Tuesday, August 14, 2012

One iota...

I woke up one morning recently with the vague, semi-lucid thought that I'd confused Ikea for Iota.
  • Ikea, as you may know, is a store filled with simplecomplex furniture made (by you) of particle board.
  • Iota, as you may or may not know, is an excellent bar in Arlington, Virginia, I frequented about twelve years ago, with fabulous live music and good bartenders and amazing food and possibly even better memories.
And having woken completely from that jarring thought, I then started making a list of sentences in which it might be bad to have that confusion.

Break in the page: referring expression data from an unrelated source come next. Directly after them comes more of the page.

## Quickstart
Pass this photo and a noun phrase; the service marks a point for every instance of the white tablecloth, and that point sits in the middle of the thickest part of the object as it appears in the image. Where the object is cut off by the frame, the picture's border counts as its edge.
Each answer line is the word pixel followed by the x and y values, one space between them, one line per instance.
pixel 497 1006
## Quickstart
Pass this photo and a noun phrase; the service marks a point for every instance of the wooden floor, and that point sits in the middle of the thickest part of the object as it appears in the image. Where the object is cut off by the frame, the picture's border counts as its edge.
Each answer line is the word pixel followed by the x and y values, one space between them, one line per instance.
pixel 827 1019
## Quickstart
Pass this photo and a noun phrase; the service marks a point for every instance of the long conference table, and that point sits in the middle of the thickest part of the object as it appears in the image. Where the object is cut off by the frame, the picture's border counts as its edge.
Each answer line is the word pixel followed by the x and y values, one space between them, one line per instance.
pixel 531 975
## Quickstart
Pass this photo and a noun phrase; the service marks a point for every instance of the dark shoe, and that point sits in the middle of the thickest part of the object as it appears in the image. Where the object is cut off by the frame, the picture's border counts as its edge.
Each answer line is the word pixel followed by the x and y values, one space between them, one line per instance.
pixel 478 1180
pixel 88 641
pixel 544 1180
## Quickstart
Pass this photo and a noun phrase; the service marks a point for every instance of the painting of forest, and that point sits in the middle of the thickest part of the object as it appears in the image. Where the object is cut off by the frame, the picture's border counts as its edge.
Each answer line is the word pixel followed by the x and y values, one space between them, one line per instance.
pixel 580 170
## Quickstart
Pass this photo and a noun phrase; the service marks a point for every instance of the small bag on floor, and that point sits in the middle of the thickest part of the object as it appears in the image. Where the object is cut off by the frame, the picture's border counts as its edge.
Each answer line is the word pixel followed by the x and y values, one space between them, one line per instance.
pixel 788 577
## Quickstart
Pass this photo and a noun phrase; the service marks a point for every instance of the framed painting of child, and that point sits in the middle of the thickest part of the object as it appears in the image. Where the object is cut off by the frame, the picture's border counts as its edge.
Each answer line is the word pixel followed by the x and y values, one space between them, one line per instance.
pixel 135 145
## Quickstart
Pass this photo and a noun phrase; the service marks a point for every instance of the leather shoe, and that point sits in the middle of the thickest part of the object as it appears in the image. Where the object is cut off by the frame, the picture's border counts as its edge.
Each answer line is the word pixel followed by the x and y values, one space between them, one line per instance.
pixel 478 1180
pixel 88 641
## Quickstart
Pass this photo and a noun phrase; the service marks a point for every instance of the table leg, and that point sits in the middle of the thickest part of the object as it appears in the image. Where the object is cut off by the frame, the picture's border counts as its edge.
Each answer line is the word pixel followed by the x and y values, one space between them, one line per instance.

  • "Oh, yeah, I saw Frank Black at Ikea. You know, from the Pixies?"
  • "We used to go to Ikea after work at the bar."
  • "I love the food at Ikea, but the service is crap."
  • "I don't go to Ikea as often as I used to, but I like to go feel like I'm a 28-year-old waitress with cool friends and good taste sometimes."
  • "I met this porn director at Ikea once who had coincidentally lived in my exact apartment. Weird, right?"
OK, some of those actually work, disturbingly.

Maybe it's better when I don't share my semi-lucidity with you.


Joe said...

Are you still sick?

Mike said...

You should team up with Emily Flake or Ruben Bolling and make a cartoon essay out of this.

Mike said...

(Or Bill Brown, for that matter.)

bzzzzgrrrl said...

Joe- Eh. I'm off-and-on. But this particular post was written by a woman who was neither delirious nor under the influence of drugs.

bzzzzgrrrl said...

It's a fine plan. I know one of the three of those people. Maybe he'll stumble across this and volunteer.